Traditionally, myomectomy has been performed through an abdominal incision similar to the one employed for cesarean births. This operation, known as open myomectomy, involves hospitalization, a lengthy and uncomfortable recovery and a significant risk of operative and long-term complications. In spite of overwhelming scientific evidence pointing to the inferior clinical results of open myomectomy compared to laparoscopic myomectomy, the majority of myomectomies in this country are still being performed through this traditional route. This is because laparoscopic myomectomy is one of the most technically challenging gynecologic operations and requires years of extensive sub-specialty surgical training to master.
Gynecologists at Brigham and Women's Hospital (BWH) have taken an early and definitive stand against the widespread use of open surgery, thanks to their pioneering adoption of laparoscopic and robotic technology. Surgeons at the Center for Infertility and Reproductive Surgery have routinely offered conventional laparoscopic myomectomy since 1996 and a robotic myomectomy since 2007. A Robotic myomectomy is performed an outpatient basis, by the Center for Infertility and Reproductive Surgery and by the Division for Minimally Invasive Gynecologic Surgery.
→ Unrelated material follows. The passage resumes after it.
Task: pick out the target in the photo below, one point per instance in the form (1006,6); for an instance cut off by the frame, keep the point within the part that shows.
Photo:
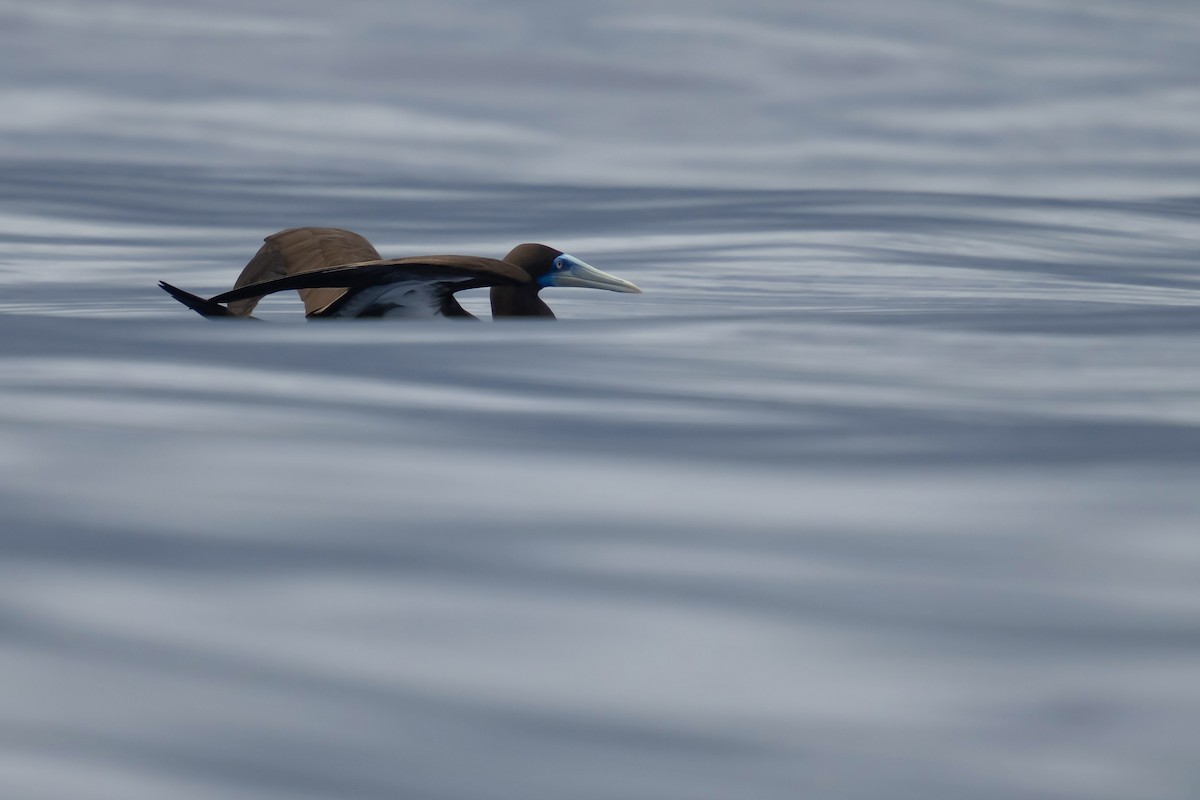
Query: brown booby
(339,274)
BWH surgeons use the latest models of single and dual consoles da vinci® Si Surgical Systems to carry out complex robotic myomectomy procedures. Sitting at a console a short distance from the patient, the physician's controls up to four robotic arms with miniature tools that can execute a wide variety of surgical tasks. The surgeons observes the myomectomy surgical area through a fully immersive, panoramic, high-definition 3-D visor that offers magnification, depth of field and a sweeping view of the pelvic anatomy. As the surgeons guide the arms, the robotic technology provides for smooth and steady movements, allowing the best level of precision to perform this delicate reconstructive surgery. With enhanced visualization and greater range and fluidity of movement, the technology enables surgeons to safely perform minimally invasive myomectomy under the most challenging of circumstances (extreme obesity, pelvic adhesions, severe endometriosis, unusual fibroid locations). The procedure requires only tiny incisions that results in less blood loss and post-surgical pain, faster recovery, less scarring, and a decreased likelihood of complications compared to open myomectomy.
Dr. Antonio R. Gargiulo, Medical Director of Robotic Surgery at BWH and his surgical team have performed over 600 consecutive robotic operations (mostly myomectomies) since 2007 without ever needing to convert to an open surgery. In addition to robotic myomectomy, BWH surgeons perform robotic excision of severe endometriosis, robotic adenomyomectomy, robotic reversal of tubal sterilization and other robot-assisted benign gynecologic surgeries including robotic hysterectomy. Dr. Gargiulo's team has developed and performed the hybrid conventional-robotic myomectomy technique for removal of very large fibroids, as well as a novel highly cosmetic approach to advanced robotic surgery that leaves no visible scars above the pubic-groin area. Lastly, Dr. Gargiulo's reproductive robotic surgery team has recently described the first series of single incision robotic myomectomies in the world: allowing the performance of a complete myomectomy operation through a single umbilical incision.